Concorda con quanti si spingono a leggere la vittoria di Trump come una manifestazione della crisi del modello democratico occidentale?
Credo che stiamo assistendo all'accurato svisceramento dei principi della “democrazia”, che si presumeva fossero intoccabili. Non credo che il termine in sé verrà abbandonato, almeno come termine con cui descrivere un ideale politico, anche perché quel “significante”, come lo avrebbe definito Claude Levi-Strauss, ha assorbito ed è ancora capace di generare molti e differenti “significati”. C'è però una chiara possibilità che i tradizionali meccanismi di salvaguardia (come la divisione di Montesquieu del potere in tre ambiti autonomi, il legislativo, l'esecutivo e il giudiziario, o il sistema britannico di checks and balances) escano in qualche modo dal favore pubblico e vengano privati di significato, sostituiti in modo esplicito o di fatto dall'agglutinamento del potere in modelli autoritari o perfino dittatoriali.

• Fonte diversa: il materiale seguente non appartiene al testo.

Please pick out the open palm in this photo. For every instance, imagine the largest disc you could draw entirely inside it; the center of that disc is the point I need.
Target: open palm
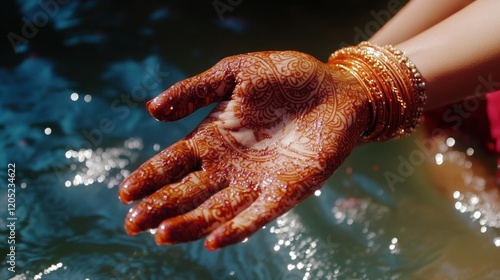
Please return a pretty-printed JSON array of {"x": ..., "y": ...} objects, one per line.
[{"x": 284, "y": 123}]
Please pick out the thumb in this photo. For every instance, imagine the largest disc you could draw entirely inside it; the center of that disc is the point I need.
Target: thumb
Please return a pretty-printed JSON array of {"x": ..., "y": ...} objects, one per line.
[{"x": 188, "y": 95}]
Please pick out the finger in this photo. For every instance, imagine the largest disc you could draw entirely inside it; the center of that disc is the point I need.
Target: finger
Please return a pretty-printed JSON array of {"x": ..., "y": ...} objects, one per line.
[
  {"x": 172, "y": 200},
  {"x": 272, "y": 203},
  {"x": 167, "y": 166},
  {"x": 195, "y": 224},
  {"x": 188, "y": 95}
]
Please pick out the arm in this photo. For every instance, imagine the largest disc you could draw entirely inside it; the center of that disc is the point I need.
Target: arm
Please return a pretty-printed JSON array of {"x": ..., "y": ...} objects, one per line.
[
  {"x": 416, "y": 17},
  {"x": 455, "y": 54}
]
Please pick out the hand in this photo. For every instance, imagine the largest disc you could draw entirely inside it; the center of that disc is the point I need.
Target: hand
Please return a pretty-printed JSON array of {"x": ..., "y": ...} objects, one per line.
[{"x": 284, "y": 123}]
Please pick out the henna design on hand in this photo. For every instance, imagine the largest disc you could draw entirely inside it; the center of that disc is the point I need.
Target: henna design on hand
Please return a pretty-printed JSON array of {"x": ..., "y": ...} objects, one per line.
[{"x": 284, "y": 123}]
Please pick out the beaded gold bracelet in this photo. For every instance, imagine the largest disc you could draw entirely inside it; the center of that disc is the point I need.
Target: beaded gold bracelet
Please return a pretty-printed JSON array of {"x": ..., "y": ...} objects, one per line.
[{"x": 395, "y": 88}]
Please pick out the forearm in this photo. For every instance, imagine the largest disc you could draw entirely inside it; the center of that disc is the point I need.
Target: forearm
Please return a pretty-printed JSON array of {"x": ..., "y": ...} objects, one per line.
[
  {"x": 460, "y": 56},
  {"x": 416, "y": 17}
]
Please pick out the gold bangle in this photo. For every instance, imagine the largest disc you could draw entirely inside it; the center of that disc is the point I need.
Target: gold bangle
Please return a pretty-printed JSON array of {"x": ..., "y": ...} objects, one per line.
[{"x": 395, "y": 88}]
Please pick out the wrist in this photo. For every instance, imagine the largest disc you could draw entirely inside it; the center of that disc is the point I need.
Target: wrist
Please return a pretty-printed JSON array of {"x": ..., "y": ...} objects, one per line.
[{"x": 394, "y": 88}]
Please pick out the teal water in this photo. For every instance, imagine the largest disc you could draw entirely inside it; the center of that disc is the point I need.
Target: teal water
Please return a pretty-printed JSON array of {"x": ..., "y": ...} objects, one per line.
[{"x": 72, "y": 120}]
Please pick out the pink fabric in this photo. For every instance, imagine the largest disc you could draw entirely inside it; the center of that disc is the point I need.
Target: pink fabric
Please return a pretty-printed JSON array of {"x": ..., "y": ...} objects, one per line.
[{"x": 493, "y": 109}]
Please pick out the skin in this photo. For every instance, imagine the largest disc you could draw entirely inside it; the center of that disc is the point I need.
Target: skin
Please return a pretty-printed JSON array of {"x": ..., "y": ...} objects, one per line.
[{"x": 283, "y": 124}]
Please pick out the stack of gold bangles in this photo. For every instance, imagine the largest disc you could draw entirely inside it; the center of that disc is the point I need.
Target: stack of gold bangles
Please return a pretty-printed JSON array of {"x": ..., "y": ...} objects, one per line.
[{"x": 395, "y": 88}]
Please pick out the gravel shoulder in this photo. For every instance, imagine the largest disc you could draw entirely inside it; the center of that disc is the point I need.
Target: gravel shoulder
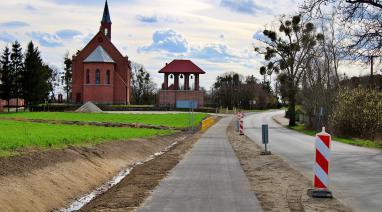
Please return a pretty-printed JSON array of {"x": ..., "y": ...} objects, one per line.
[
  {"x": 277, "y": 185},
  {"x": 143, "y": 179}
]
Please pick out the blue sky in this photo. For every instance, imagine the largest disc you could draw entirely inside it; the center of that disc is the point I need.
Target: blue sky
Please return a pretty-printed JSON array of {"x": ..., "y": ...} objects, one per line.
[{"x": 218, "y": 35}]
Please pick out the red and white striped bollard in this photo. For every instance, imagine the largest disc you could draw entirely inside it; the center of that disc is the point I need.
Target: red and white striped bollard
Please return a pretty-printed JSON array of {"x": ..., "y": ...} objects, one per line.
[
  {"x": 242, "y": 124},
  {"x": 321, "y": 166}
]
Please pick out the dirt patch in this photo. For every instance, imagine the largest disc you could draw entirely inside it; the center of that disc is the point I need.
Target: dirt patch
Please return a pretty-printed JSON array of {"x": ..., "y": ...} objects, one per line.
[
  {"x": 138, "y": 185},
  {"x": 48, "y": 180},
  {"x": 277, "y": 185}
]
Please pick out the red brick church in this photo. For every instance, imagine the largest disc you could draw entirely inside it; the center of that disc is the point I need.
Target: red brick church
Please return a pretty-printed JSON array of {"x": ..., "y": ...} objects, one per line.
[{"x": 101, "y": 74}]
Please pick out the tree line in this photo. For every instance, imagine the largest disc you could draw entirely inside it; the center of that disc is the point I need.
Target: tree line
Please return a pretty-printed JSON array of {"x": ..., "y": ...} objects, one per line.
[
  {"x": 306, "y": 53},
  {"x": 24, "y": 75},
  {"x": 233, "y": 90}
]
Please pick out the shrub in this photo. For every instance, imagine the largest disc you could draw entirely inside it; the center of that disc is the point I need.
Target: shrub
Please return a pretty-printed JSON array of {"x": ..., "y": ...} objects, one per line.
[{"x": 357, "y": 112}]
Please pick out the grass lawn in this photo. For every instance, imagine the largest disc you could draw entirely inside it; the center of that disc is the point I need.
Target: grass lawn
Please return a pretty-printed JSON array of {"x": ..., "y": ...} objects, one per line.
[
  {"x": 352, "y": 141},
  {"x": 16, "y": 135},
  {"x": 171, "y": 120}
]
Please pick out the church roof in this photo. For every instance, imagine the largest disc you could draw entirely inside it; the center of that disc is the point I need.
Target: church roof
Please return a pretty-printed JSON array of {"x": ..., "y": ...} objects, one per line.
[
  {"x": 106, "y": 14},
  {"x": 182, "y": 67},
  {"x": 99, "y": 55}
]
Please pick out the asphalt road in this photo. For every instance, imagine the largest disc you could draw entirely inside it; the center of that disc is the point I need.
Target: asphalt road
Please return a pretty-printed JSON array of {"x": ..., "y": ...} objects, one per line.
[
  {"x": 209, "y": 178},
  {"x": 355, "y": 172}
]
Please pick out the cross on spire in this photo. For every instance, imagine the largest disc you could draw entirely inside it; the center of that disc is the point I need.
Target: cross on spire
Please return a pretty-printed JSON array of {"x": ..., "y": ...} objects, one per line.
[{"x": 106, "y": 14}]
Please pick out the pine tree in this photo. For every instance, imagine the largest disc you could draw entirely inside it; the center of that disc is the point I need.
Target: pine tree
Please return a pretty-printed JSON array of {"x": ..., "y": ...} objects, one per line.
[
  {"x": 36, "y": 77},
  {"x": 6, "y": 78},
  {"x": 17, "y": 67}
]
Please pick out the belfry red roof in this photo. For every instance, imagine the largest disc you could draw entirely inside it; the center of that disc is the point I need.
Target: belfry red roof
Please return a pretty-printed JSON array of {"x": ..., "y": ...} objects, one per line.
[{"x": 182, "y": 67}]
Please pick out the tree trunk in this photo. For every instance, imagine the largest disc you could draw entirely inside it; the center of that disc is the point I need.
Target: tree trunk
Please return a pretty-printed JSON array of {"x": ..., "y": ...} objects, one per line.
[{"x": 292, "y": 110}]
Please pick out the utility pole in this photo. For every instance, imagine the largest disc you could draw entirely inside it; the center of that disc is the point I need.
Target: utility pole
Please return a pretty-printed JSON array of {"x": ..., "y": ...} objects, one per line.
[{"x": 372, "y": 72}]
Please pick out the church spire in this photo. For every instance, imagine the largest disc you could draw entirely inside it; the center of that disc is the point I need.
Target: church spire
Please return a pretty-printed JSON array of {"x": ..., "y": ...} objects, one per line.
[
  {"x": 106, "y": 14},
  {"x": 106, "y": 21}
]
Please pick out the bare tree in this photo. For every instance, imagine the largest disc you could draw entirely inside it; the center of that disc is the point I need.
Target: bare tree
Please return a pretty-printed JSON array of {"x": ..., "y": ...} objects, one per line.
[{"x": 289, "y": 52}]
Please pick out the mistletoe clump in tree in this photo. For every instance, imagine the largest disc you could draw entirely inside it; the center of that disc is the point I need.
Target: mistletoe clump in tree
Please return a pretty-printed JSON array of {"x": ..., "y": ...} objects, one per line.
[{"x": 288, "y": 52}]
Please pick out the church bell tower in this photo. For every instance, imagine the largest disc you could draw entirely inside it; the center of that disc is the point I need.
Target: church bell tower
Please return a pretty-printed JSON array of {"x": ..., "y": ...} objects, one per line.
[{"x": 106, "y": 22}]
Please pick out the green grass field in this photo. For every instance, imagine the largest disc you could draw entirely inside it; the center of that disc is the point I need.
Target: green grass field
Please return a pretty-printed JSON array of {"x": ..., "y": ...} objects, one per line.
[
  {"x": 171, "y": 120},
  {"x": 352, "y": 141},
  {"x": 16, "y": 135}
]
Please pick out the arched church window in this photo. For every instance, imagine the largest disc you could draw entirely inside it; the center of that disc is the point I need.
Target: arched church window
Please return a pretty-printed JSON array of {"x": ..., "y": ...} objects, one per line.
[
  {"x": 98, "y": 77},
  {"x": 108, "y": 77},
  {"x": 88, "y": 76}
]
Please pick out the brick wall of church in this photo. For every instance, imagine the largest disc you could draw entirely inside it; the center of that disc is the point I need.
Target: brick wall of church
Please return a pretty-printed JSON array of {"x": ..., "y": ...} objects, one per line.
[{"x": 122, "y": 71}]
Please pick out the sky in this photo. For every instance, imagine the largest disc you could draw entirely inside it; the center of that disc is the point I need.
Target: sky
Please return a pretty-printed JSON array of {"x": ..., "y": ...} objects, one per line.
[{"x": 218, "y": 35}]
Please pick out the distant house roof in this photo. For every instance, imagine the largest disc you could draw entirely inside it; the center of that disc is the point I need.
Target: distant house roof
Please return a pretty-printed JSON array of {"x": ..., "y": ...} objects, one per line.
[
  {"x": 182, "y": 67},
  {"x": 99, "y": 55}
]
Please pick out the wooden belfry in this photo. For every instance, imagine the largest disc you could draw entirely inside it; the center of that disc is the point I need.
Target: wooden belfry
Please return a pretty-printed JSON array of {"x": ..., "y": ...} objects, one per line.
[{"x": 171, "y": 95}]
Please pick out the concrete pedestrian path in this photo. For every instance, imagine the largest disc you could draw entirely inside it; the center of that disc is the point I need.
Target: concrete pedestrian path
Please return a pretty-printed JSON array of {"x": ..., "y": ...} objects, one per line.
[{"x": 209, "y": 178}]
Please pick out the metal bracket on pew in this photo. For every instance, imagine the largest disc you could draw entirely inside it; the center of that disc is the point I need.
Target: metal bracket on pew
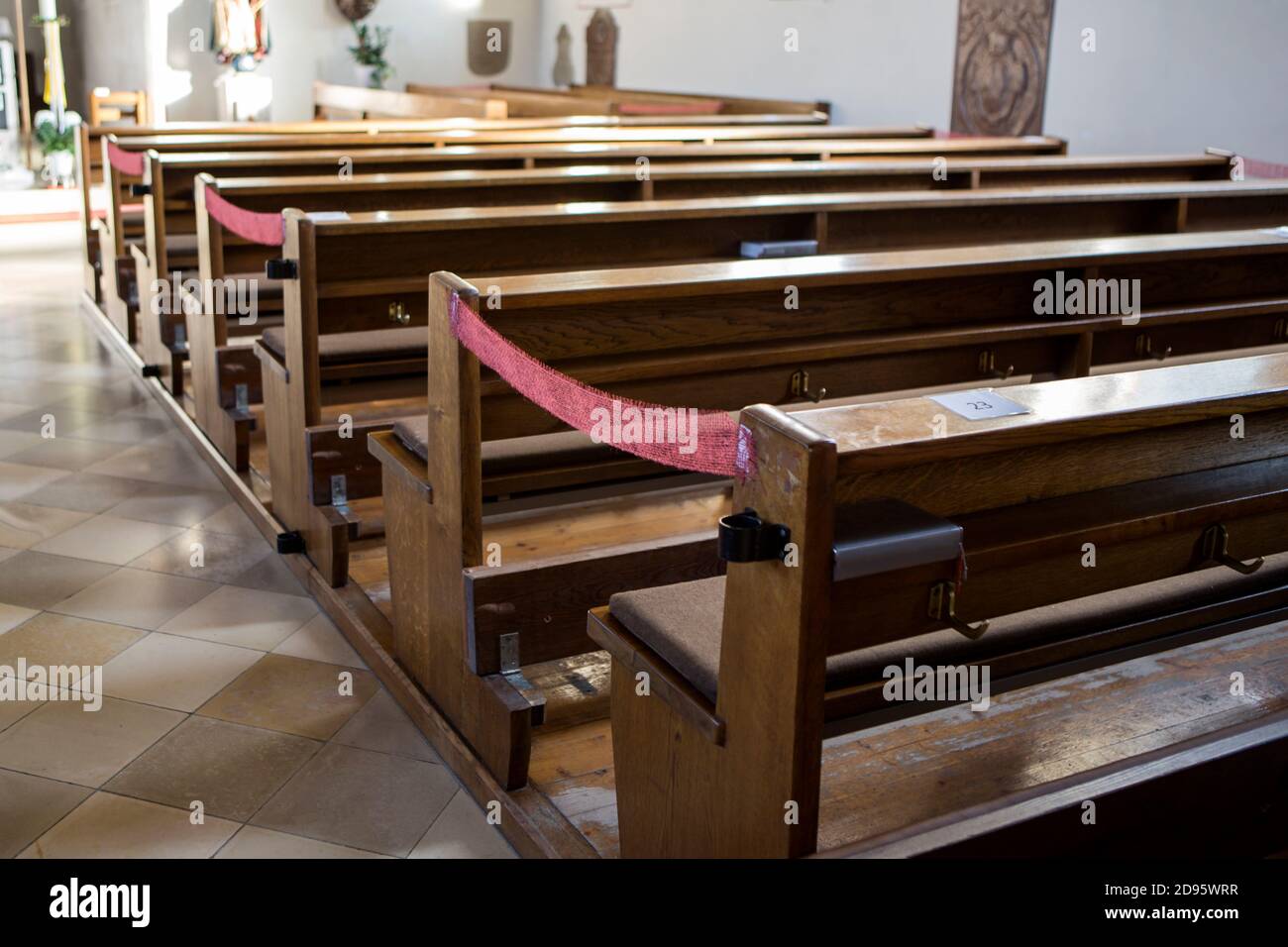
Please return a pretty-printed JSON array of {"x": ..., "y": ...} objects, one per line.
[
  {"x": 746, "y": 538},
  {"x": 290, "y": 543},
  {"x": 1145, "y": 348},
  {"x": 281, "y": 269},
  {"x": 340, "y": 492},
  {"x": 513, "y": 674},
  {"x": 800, "y": 386},
  {"x": 1215, "y": 547},
  {"x": 943, "y": 604}
]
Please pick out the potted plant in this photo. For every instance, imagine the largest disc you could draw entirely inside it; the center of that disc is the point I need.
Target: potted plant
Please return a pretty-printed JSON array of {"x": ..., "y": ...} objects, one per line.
[
  {"x": 373, "y": 68},
  {"x": 58, "y": 146}
]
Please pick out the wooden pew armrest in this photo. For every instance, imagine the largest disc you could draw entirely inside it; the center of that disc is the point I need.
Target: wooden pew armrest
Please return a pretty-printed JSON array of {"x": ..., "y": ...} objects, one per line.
[{"x": 665, "y": 682}]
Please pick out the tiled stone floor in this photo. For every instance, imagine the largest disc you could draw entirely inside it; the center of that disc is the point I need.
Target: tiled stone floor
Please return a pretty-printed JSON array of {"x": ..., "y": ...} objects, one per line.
[{"x": 222, "y": 681}]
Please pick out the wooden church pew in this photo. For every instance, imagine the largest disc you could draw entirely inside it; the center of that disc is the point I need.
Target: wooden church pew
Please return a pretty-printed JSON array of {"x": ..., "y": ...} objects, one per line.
[
  {"x": 854, "y": 222},
  {"x": 669, "y": 178},
  {"x": 748, "y": 673},
  {"x": 498, "y": 243},
  {"x": 876, "y": 322},
  {"x": 724, "y": 343},
  {"x": 631, "y": 102}
]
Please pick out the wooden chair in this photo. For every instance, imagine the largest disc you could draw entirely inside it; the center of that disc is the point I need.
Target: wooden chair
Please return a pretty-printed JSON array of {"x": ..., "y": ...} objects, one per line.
[
  {"x": 114, "y": 106},
  {"x": 747, "y": 673}
]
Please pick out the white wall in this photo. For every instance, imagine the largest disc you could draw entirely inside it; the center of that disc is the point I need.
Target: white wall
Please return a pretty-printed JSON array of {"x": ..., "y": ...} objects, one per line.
[
  {"x": 876, "y": 60},
  {"x": 1171, "y": 75},
  {"x": 1168, "y": 75},
  {"x": 310, "y": 39}
]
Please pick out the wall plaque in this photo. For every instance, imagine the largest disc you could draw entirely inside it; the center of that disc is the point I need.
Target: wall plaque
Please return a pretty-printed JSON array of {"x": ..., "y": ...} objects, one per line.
[{"x": 1000, "y": 78}]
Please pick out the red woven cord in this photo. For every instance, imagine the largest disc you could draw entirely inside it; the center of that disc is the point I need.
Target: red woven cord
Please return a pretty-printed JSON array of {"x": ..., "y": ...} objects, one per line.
[
  {"x": 706, "y": 441},
  {"x": 268, "y": 230},
  {"x": 125, "y": 161}
]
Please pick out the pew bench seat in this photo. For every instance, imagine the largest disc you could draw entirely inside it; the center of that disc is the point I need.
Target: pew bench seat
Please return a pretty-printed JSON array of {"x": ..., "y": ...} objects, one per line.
[
  {"x": 520, "y": 455},
  {"x": 348, "y": 348},
  {"x": 682, "y": 625}
]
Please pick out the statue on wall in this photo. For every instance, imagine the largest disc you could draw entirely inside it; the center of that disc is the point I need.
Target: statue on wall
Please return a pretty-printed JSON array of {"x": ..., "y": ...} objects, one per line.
[
  {"x": 565, "y": 72},
  {"x": 356, "y": 9},
  {"x": 241, "y": 33},
  {"x": 601, "y": 48},
  {"x": 1000, "y": 78},
  {"x": 488, "y": 47}
]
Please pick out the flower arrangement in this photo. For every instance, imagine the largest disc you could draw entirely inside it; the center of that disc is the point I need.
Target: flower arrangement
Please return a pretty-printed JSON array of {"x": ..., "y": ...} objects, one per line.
[{"x": 370, "y": 53}]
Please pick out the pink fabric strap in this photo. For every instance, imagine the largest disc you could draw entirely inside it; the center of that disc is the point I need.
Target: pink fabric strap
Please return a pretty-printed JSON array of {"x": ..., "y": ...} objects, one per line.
[
  {"x": 268, "y": 230},
  {"x": 125, "y": 161},
  {"x": 687, "y": 438}
]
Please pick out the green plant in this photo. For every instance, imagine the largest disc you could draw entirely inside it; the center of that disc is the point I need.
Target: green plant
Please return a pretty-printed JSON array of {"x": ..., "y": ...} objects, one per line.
[
  {"x": 51, "y": 140},
  {"x": 373, "y": 42}
]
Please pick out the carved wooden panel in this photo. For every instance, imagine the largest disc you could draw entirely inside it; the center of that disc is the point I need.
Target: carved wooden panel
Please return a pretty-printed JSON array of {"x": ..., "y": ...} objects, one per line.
[{"x": 1003, "y": 53}]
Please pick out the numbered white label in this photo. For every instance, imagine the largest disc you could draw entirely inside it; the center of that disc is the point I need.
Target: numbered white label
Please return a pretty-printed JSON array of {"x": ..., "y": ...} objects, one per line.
[{"x": 978, "y": 405}]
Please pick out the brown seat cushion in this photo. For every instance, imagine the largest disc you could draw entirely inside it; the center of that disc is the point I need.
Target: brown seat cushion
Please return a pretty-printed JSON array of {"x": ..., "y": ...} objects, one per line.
[
  {"x": 683, "y": 622},
  {"x": 372, "y": 346},
  {"x": 516, "y": 454},
  {"x": 181, "y": 245}
]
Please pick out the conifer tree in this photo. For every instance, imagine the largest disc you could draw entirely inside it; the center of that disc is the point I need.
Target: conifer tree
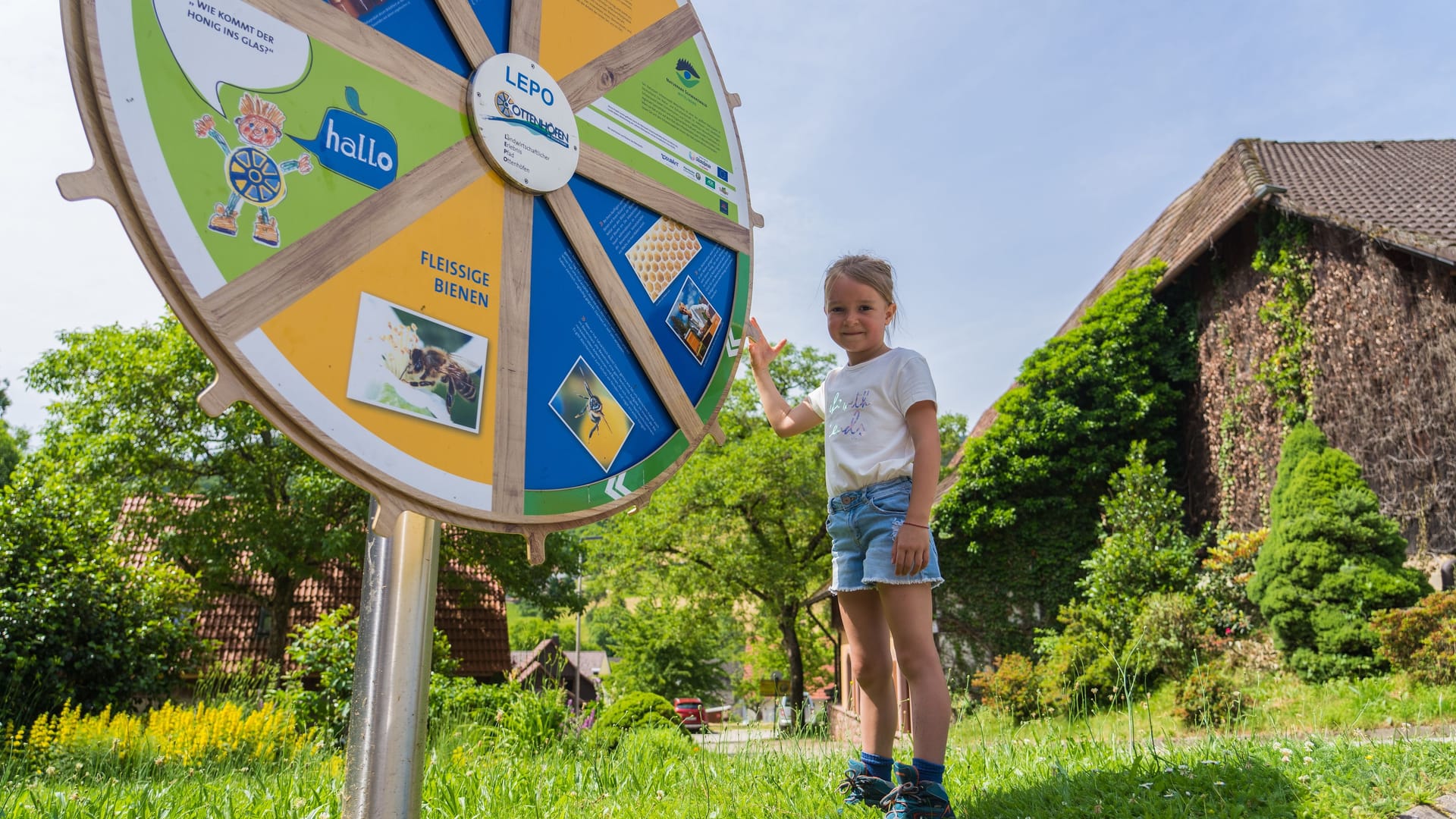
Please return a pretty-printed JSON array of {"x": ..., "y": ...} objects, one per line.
[{"x": 1329, "y": 563}]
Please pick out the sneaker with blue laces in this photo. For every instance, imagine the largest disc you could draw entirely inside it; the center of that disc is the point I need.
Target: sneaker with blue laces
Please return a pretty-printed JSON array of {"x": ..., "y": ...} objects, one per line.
[
  {"x": 861, "y": 787},
  {"x": 913, "y": 799}
]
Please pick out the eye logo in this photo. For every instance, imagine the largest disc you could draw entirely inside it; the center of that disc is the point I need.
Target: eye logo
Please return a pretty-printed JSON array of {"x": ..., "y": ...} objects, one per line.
[{"x": 688, "y": 74}]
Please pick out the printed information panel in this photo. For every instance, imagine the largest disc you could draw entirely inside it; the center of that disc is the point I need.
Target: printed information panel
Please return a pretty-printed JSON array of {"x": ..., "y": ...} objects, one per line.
[{"x": 325, "y": 222}]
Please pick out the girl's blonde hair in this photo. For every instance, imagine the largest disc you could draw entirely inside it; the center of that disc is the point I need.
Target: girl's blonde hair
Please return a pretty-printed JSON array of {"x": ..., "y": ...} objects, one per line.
[{"x": 865, "y": 270}]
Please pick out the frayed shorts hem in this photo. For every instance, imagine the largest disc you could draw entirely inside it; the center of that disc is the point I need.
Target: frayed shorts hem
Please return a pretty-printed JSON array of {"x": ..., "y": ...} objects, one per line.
[{"x": 870, "y": 585}]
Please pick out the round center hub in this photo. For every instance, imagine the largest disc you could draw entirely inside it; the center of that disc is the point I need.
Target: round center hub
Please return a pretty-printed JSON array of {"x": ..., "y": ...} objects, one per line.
[{"x": 525, "y": 123}]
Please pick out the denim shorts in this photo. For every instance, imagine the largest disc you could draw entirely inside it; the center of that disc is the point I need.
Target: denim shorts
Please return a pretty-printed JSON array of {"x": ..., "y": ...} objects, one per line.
[{"x": 862, "y": 526}]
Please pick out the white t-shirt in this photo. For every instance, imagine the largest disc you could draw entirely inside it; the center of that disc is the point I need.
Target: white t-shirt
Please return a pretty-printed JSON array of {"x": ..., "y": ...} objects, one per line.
[{"x": 864, "y": 409}]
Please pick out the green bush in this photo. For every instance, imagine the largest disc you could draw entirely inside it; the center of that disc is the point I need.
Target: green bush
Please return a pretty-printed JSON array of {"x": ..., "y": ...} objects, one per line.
[
  {"x": 321, "y": 687},
  {"x": 1101, "y": 653},
  {"x": 1014, "y": 687},
  {"x": 1222, "y": 586},
  {"x": 1209, "y": 698},
  {"x": 1171, "y": 630},
  {"x": 632, "y": 711},
  {"x": 1331, "y": 561},
  {"x": 1421, "y": 640},
  {"x": 80, "y": 623},
  {"x": 1024, "y": 513}
]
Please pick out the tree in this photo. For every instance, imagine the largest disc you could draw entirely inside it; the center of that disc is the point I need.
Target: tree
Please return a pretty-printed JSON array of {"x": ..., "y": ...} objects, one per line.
[
  {"x": 672, "y": 649},
  {"x": 1024, "y": 513},
  {"x": 77, "y": 620},
  {"x": 232, "y": 496},
  {"x": 740, "y": 523},
  {"x": 12, "y": 439},
  {"x": 1331, "y": 561},
  {"x": 1144, "y": 557},
  {"x": 223, "y": 497}
]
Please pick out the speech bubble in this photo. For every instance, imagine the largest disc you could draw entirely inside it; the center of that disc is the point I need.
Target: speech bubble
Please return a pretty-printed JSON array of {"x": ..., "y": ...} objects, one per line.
[
  {"x": 226, "y": 41},
  {"x": 354, "y": 148}
]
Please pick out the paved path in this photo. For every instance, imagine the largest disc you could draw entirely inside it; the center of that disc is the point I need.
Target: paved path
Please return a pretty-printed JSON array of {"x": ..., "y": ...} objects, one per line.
[
  {"x": 750, "y": 739},
  {"x": 739, "y": 739}
]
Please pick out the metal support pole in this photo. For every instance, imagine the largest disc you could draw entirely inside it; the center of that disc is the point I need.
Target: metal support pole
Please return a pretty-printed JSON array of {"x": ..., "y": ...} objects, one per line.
[{"x": 386, "y": 752}]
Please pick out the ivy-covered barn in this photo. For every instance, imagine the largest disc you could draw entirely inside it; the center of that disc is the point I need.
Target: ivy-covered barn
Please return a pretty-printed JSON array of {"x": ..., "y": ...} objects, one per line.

Le citazioni che lei ha riportato come reazioni alla vittoria di Trump indicano tutte una preoccupazione comune, sono sintomatiche di una tendenza crescente, che esiste: la tendenza a riportare – per così dire – il potere dalle nebulose vette elitarie dove è stato collocato o dove è stato trascinato verso “casa”. La tendenza dunque a riportare il potere all'interno di una comunicazione diretta tra l'uomo forte al vertice da una parte e dall'altra l'aggregazione dei suoi sostenitori e soggetti di potere, equipaggiati con i social network come strumenti di indottrinamento e di sondaggio delle opinioni.

Nel corso della campagna elettorale, Trump ha molto insistito sulle questioni razziali e sul nazionalismo più insulare e discriminatorio, ma non ha fatto appello solo a questi temi. Al di là degli attacchi sistematici verso i “diversi”, ha giocato la carta dell'incertezza economica di tutti quei cittadini americani che hanno la percezione di essere stati defraudati dai processi di globalizzazione. I due aspetti – l'ansia economica e l'ansia verso gli “altri” – sono legati? E come?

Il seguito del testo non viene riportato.